Sep 30, 2008
As long as I can remember, I have always loved animal fat. Whether
it's the perfect, silken round of beef fat in a rib eye steak, the
crunchy, greasy cracklings on the back of a pork shoulder roast or
the glistening molten fat coating a whole lamb on a spit, I can't
get enough of it.
Every morning these days I make two pieces of toast and smear each
of them with a big dollop of Oyama
pork and duck rillettes, which must be about 60
percent fat. I never skim the fat from a roasting pan before I make
gravy (What's the point of that?). I always cook and eat chicken
with the skin on. And I must be the only guy on the planet that
likes to make burgers from regular ground beef mixed with ground
pork.
So imagine my surprise and delight last week when I met with my
doctor to discuss the results of my latest physical. All indicators
from the blood work were positive, including an extremely low bad
cholesterol level and a high good cholesterol count.

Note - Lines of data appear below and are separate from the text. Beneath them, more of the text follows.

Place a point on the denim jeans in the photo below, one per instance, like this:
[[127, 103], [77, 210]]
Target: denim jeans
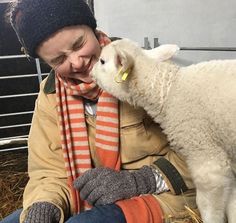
[[101, 214]]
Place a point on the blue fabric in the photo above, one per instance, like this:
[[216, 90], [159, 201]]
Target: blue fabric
[[100, 214]]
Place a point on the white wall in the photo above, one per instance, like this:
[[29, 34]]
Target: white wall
[[188, 23]]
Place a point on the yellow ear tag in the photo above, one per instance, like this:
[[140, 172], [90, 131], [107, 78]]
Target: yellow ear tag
[[121, 76]]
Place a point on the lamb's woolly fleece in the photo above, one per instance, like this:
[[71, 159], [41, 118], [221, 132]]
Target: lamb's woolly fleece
[[196, 107]]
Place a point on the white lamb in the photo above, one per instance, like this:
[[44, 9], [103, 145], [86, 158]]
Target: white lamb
[[195, 106]]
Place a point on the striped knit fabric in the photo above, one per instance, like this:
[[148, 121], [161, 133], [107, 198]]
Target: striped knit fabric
[[73, 130]]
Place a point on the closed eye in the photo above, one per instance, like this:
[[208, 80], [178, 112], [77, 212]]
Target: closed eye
[[102, 61]]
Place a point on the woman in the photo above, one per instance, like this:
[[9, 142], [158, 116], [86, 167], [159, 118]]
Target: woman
[[91, 158]]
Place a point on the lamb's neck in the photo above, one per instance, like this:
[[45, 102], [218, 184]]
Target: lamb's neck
[[154, 88]]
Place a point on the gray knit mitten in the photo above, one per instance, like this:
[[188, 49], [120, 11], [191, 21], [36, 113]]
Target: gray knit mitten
[[43, 212], [102, 185]]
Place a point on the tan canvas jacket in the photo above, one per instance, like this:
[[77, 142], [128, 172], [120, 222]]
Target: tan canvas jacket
[[142, 143]]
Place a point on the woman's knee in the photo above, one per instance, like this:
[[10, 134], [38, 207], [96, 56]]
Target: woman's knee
[[100, 214], [12, 218]]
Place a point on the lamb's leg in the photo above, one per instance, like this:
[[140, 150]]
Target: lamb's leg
[[213, 179], [231, 206]]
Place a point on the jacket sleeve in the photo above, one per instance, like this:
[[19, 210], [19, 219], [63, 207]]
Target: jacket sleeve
[[46, 169]]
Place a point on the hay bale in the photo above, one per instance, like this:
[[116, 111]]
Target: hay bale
[[13, 178]]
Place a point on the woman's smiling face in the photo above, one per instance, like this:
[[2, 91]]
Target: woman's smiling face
[[71, 52]]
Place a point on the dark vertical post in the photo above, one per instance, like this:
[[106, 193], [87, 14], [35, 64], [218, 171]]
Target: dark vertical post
[[91, 5]]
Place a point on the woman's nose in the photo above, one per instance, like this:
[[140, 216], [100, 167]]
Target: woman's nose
[[75, 60]]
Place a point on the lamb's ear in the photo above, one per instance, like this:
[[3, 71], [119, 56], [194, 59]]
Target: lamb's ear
[[163, 52], [124, 60]]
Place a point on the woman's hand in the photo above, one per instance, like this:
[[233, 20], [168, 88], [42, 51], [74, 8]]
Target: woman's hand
[[102, 185]]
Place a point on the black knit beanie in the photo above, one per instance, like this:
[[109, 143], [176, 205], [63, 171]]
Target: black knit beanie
[[35, 20]]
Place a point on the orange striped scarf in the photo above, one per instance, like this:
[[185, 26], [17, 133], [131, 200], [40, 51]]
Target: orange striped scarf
[[73, 129]]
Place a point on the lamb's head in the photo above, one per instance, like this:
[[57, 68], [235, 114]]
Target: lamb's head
[[122, 64], [116, 61]]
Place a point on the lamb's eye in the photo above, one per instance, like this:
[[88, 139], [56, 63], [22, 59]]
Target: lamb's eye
[[102, 61]]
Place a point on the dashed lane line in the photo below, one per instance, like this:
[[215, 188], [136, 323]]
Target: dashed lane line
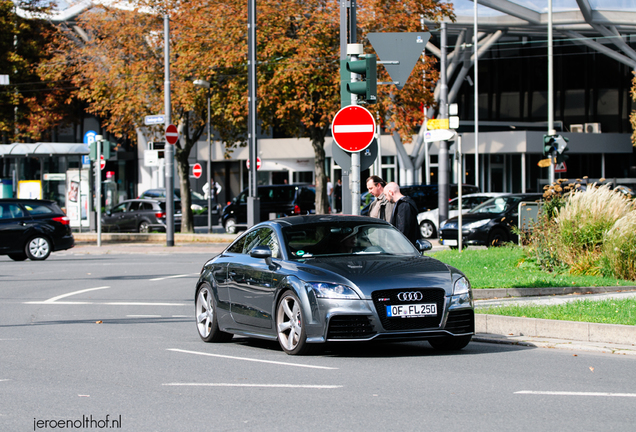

I am a perfectly healthy 50 year old whose diet consists mainly of
fatty meat. Woo hoo!
With this in mind, I was further delighted to see an interview on
salon.com with Jennifer Mclagan, author of
Fat: An Appreciation of a Misunderstood Ingredient, With
Recipes. Animal fat, it turns out, is good for us and has
nothing to do with the health crisis facing North America these
days. Thank you, Jennifer, for lifting the guilt that's been
eating me for quite a few years. I can now tuck into that rib eye
with impunity, and continue to ask my favorite question at the
family dinner table whenever I see some fat that's been trimmed off
a steak: "Are you going to finish that?"